🤖 AI Summary
Current recommender systems exhibit poor cross-dataset generalization, rely heavily on manual hyperparameter tuning and feature engineering, and suffer from low reusability and deployment efficiency. To address these limitations, we propose the first dataset-agnostic recommender system paradigm, built upon a unified codebase that enables fully automated adaptation to arbitrary recommendation tasks. Our core innovation is DsDL (Dataset Description Language), a declarative metadata language that standardizes the structural and semantic specifications of datasets. Integrated with a metadata-driven architecture and automated machine learning orchestration, our framework autonomously performs end-to-end feature selection, missing-value imputation, noise filtering, and hyperparameter optimization. This approach significantly enhances the generality, reproducibility, and usability of recommender systems, substantially lowering the barrier to entry for non-expert users, and establishes a standardized infrastructure for industrial-scale deployment of recommendation technologies.
📝 Abstract
[This is a position paper and does not contain any empirical or theoretical results] Recommender systems have become a cornerstone of personalized user experiences, yet their development typically involves significant manual intervention, including dataset-specific feature engineering, hyperparameter tuning, and configuration. To this end, we introduce a novel paradigm: Dataset-Agnostic Recommender Systems (DAReS) that aims to enable a single codebase to autonomously adapt to various datasets without the need for fine-tuning, for a given recommender system task.

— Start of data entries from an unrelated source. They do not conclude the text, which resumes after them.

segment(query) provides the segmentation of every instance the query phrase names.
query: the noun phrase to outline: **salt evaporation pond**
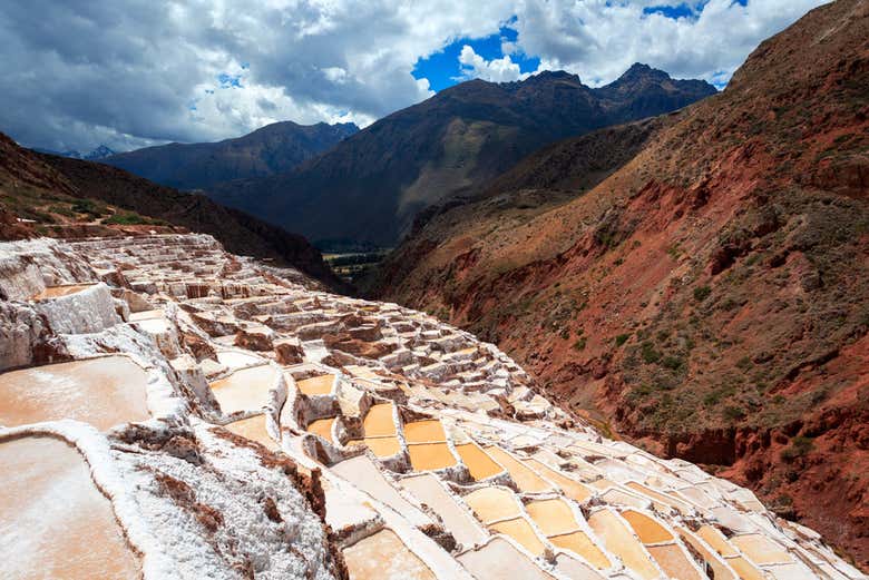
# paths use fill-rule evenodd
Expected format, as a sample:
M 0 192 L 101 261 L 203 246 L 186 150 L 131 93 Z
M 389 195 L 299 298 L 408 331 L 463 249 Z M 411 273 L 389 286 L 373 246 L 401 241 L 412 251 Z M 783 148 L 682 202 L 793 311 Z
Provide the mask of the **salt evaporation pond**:
M 268 403 L 268 391 L 279 373 L 270 364 L 242 368 L 212 383 L 212 391 L 224 413 L 257 411 Z
M 344 548 L 353 580 L 433 580 L 436 577 L 392 530 L 384 529 Z
M 148 379 L 126 356 L 35 366 L 0 375 L 0 424 L 74 419 L 100 431 L 146 421 Z
M 111 503 L 75 449 L 49 438 L 1 442 L 0 465 L 3 578 L 139 578 Z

Central to this approach is the Dataset Description Language (DsDL), a structured format that provides metadata about the dataset's features and labels, and allow the system to understand dataset's characteristics, allowing it to autonomously manage processes like feature selection, missing values imputation, noise removal, and hyperparameter optimization. By reducing the need for domain-specific expertise and manual adjustments, DAReS offers a more efficient and scalable solution for building recommender systems across diverse application domains. It addresses critical challenges in the field, such as reusability, reproducibility, and accessibility for non-expert users or entry-level researchers.